A history of Montclair’s exploration of shared fire service (Letter to the editor)
I read with interest on Facebook more than 160 pro and con suggestions, referencing the Montclair-Glen Ridge fire contract. There were a lot of intelligent responses. Allow me to bring you back to Sept. 8, 2012 with a history of my proposal to conduct The Essex County District 5 Consolidation Fire Departments Feasibility Study.
In September of 1999, then-Township Manager Terrance Reidy had enrolled me in the State of New Jersey Certified Public Managers Program. On Feb. 17, 2000, in recognition of successfully completion of levels I, II and III, I received a certificate in supervisory management, signed by then-Gov. Cristine Todd Whitman. As part of this program, I had to define a problem situation that existed in government. I selected as my thesis consolidation of fire departments in Essex County.

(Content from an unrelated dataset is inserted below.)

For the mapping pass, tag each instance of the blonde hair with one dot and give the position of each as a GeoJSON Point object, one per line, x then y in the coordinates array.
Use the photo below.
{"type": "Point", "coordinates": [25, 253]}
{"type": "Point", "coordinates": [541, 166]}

I was able to obtain letters of intent to participate in this program from all 22 municipalities as well as Montclair State University. In addition, I was able to solicit a partnership with Craig Dufford, then the fire chief and Essex County Fire Chiefs Association president; Charles Lovallo, executive dean of continuing education for Essex County College; and Shelia Y. Oliver, then the assistant county administrator, to move forward under the Regional Efficiency Development incentive program.
With this accomplished, I approached the Fifth District freeholder, Brendan Gill, and convinced him to use his district — including Montclair, Glen Ridge, Bloomfield, Belleville and Nutley — as a starting model, to convene a meeting with municipal government officials including mayors, business administrators, fire chiefs and their respective union representatives. The meeting was held in the Newark Essex County offices, where I attempted to convince officials, that in the best interest of economy and efficiency, shared services were plausible.
I demonstrated a projection of monetary benefits to participating communities without sacrificing the safety of citizens and the delivery of services already provided. It is not my intention to disparage these government officials, but needless to say, my proposal was voted down and I did not get the support needed to keep this project alive. It is my opinion that my plan was rejected due largely to politics and a strong lobby by the West Essex volunteer fire departments.
In the ensuing years, it has become evident in the wake of ever-increasing financial pressure, due to taxes and shrinking municipal aid that time has come for municipalities to explore various ways to streamline municipal government and effective cost savings. We must explore state, federal aid programs to help local officials consider the benefits of shared services incentives by developing and implementing new programs.
The reason I bring this up is because of the interest generated on Facebook pertaining to the Montclair-Glen Ridge fire contract. I would like to assure Montclair’s firefighters this proposal was in the best interest of firefighters, giving them the support they need to get them though this controversy and ultimately benefit their profession. In reference to the Montclair-Glen Ridge contract, I cannot give an intelligent opinion without the current facts and figures, to which I am not privy, for instance, salaries, fire apparatus, equipment, the table of organizations, overtime, contract verbiage and so forth. As such, I cannot render a professional opinion and remain neutral to the Montclair-Glen Ridge fire contact.